Household Charge, Promissory Note, Ard Fheis: the day before April Fools’ Day

While everyone is conveniently busy not paying the Household Charge by the 31st March, the clocks are ticking towards the same deadline for payment of a €3.06 billion promissory note for Anglo-Irish Bank.

Fortunately, as reported by the Journal.ie, Finance Minister Michael Noonan told the Dáil last week that:

The discussions with the European authorities on the general issue continue but we are now negotiating with the EU authorities, and principally with the ECB, on the basis that the €3.06 billion cash installment due from the Minister to IBRC on 31 March 2012 under the terms of the IBRC promissory note could be settled by the delivery of a long term Irish Government Bond.  The details of the arrangement have still to be worked out.

We can set aside the details for one moment.
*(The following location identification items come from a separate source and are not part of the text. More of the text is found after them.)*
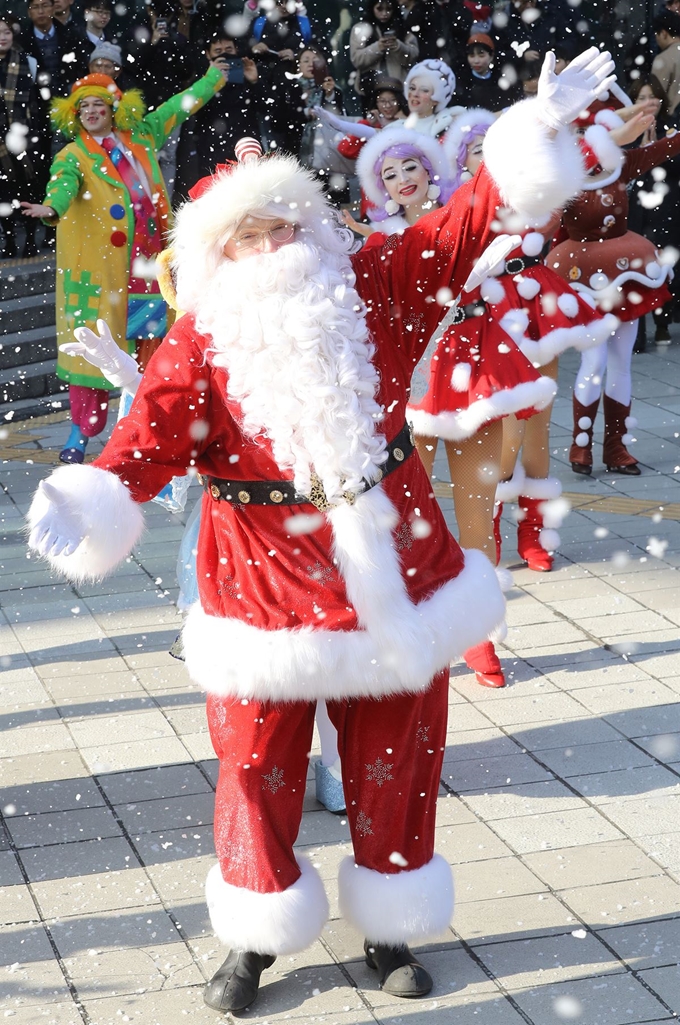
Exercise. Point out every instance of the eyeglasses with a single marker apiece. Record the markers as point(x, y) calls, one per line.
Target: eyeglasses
point(254, 240)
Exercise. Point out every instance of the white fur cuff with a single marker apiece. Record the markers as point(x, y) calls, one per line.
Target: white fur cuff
point(401, 907)
point(268, 924)
point(112, 521)
point(535, 172)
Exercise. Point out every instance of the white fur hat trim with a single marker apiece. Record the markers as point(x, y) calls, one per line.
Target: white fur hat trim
point(372, 151)
point(273, 182)
point(459, 127)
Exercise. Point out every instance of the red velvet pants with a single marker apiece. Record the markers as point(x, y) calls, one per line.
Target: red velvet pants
point(391, 749)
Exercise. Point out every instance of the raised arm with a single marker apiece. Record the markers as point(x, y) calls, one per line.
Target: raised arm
point(532, 167)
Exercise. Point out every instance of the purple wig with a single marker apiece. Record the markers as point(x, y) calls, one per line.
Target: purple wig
point(473, 132)
point(402, 151)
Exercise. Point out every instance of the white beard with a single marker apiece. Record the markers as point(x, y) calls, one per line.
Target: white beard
point(288, 327)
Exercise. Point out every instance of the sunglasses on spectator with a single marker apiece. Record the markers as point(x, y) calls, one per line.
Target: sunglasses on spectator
point(254, 240)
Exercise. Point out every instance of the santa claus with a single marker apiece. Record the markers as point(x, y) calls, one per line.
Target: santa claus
point(325, 569)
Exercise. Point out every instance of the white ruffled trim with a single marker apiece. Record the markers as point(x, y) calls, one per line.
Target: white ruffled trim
point(466, 422)
point(400, 649)
point(547, 488)
point(607, 152)
point(536, 171)
point(282, 923)
point(111, 520)
point(400, 907)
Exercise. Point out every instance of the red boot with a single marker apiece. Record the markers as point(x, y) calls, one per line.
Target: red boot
point(497, 509)
point(616, 457)
point(581, 453)
point(535, 538)
point(484, 661)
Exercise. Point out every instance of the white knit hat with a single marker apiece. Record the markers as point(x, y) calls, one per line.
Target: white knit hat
point(397, 134)
point(440, 77)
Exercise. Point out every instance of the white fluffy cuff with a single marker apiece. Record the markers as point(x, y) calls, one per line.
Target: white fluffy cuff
point(535, 171)
point(400, 907)
point(268, 924)
point(112, 521)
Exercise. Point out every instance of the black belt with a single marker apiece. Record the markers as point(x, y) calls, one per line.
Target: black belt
point(476, 309)
point(518, 263)
point(283, 492)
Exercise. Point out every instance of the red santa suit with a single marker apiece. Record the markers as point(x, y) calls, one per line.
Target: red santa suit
point(364, 608)
point(618, 271)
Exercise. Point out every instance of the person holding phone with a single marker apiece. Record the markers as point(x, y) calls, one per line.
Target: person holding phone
point(381, 45)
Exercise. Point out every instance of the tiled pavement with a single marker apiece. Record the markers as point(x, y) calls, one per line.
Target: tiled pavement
point(559, 809)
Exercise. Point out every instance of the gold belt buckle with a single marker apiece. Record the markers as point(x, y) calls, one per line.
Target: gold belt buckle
point(317, 495)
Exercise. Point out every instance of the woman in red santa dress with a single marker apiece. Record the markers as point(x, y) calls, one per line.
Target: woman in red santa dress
point(325, 569)
point(471, 375)
point(617, 270)
point(545, 317)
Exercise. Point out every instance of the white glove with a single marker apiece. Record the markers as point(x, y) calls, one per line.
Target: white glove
point(492, 257)
point(57, 531)
point(102, 351)
point(562, 97)
point(344, 124)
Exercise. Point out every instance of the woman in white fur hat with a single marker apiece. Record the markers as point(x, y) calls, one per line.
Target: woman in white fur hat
point(324, 565)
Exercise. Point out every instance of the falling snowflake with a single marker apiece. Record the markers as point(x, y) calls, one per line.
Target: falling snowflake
point(423, 734)
point(274, 780)
point(378, 772)
point(403, 538)
point(363, 825)
point(319, 572)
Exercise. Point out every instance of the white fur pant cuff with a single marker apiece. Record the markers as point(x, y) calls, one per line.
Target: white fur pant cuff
point(268, 924)
point(400, 907)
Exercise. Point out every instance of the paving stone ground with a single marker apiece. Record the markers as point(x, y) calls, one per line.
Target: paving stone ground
point(559, 806)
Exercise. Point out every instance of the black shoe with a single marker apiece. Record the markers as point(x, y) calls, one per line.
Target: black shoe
point(399, 972)
point(235, 984)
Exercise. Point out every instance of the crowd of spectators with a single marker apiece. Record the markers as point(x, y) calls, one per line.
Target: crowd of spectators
point(283, 59)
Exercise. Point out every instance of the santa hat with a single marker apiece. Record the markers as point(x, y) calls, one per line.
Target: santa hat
point(439, 75)
point(373, 151)
point(481, 39)
point(270, 186)
point(128, 107)
point(463, 129)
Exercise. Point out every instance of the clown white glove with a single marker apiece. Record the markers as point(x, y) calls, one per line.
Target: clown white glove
point(491, 259)
point(344, 124)
point(57, 531)
point(562, 97)
point(101, 350)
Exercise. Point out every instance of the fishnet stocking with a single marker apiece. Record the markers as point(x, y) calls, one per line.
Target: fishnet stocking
point(474, 465)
Well, actually, we can’t. Obviously, capital owed for a longer period attracts more interest and becomes more expensive and, if this happens, the government will now have ensured that (a) rather than achieve a write-down of the promissory note it will cost even more, and, (b) it has successfully begun to convert it into fully blown sovereign debt as well.

But…

As the Journal.ie also notes:

The surprise move, if it comes to fruition, would be quite a coup for the Government as it would avoid making the controversial payment on 31 March.

The bond which would be issued in place of the payment would not have to be paid until 2025. Therefore, the State would have another 13 years to pay back the €3.06 billion debt.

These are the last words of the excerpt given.